I resisted pizza. Just now. I did that. It was easier to do because it was pepperoni and I've never cared for that stuff. However, in my mind I could see myself just pulling them off to have a slice, or two or three! See why I resisted? If I give in and have crappy food, it turns into more of a binge. I don't feel too guilty afterwards or beat myself up about it. Usually I just think I'll have to be stronger next time. But then I'm not. Or as in today, I am! So, I rejoice and pat myself on the back. What helped was that when the pizza came into the house, I had already had a big salad less than two hours prior, so I wasn't very hungry.
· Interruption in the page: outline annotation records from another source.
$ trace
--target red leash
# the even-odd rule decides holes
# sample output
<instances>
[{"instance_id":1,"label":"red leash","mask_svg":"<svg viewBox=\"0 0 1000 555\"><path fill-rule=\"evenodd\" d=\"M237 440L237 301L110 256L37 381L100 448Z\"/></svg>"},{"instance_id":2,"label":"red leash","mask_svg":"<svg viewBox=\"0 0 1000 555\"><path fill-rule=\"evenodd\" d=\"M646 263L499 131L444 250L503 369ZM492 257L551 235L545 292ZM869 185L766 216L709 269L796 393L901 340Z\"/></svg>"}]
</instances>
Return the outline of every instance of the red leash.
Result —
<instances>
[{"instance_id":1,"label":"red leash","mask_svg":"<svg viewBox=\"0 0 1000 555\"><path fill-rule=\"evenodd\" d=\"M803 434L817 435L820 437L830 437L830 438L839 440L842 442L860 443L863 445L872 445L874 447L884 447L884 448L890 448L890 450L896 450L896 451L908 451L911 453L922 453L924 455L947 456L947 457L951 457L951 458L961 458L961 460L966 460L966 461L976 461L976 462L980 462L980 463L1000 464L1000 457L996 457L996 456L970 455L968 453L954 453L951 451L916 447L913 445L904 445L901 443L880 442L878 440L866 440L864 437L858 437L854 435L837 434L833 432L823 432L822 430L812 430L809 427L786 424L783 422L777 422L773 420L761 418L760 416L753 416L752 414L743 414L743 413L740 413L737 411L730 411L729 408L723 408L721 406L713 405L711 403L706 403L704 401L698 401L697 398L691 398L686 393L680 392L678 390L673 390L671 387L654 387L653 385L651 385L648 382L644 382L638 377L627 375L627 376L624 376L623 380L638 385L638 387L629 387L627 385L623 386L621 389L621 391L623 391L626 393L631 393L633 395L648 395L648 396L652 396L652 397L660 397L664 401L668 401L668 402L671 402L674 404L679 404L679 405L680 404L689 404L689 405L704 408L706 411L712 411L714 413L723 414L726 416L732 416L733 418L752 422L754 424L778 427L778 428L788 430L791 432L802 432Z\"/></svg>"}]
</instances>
Also, I had planned on having goats cheese and crackers after playing outside with my youngest for a while. So, while my grandfather, husband and mother sat down and had pizza and left-over soup, I had a small cup of soup and my soft goats cheese. That CHEESE, though not raw, is my lifeline. I can't be vegan at this time. I won't say I'll never get there, but for now I'm eating cheese.
Goats cheese has been known to keep me from getting a big ole cheese burger! Yep, I used to be a sucker for fast food when I wanted food fast, like getting off work or running lots of errands around town. But after I made the change last July, I had my first craving for fast food about 3 months into it and instead swung into the local organic market not sure what I was going to get. What I came out with was soft goats cheese and flat spelt crackers. As the weather got colder and I craved more comfort food, raw cheddar style goats cheese became my solution. I took a few slices for lunch during student teaching and it worked. I felt satisfied! The other teachers may have thought I was weird, but whatever.
When watching my grandfather eat his pizza and drink his Coke, I wanted pizza so badly I even told myself: What's so bad about his condition? He gets to enjoy food and he IS 86! But I answered myself with: Yeah, that's ALL he enjoys. He doesn't take walks outdoors, doesn't visit new places, doesn't go swimming, doesn't go to the beach... none of the things I want to be able to do up until my last days. I don't want each meal to be the highlight of my day.
On another note, I took G out on her tricycle. Back in NC she pretty much only rode it in the driveway and hadn't gotten the hang of steering, yet. But today we went up and down sidewalks and out in cul de sacs and she finally got steering. She got going so fast she had a tumble, so she needs to work on control before moving onto the little bicycle with training wheels. I'm proud of her.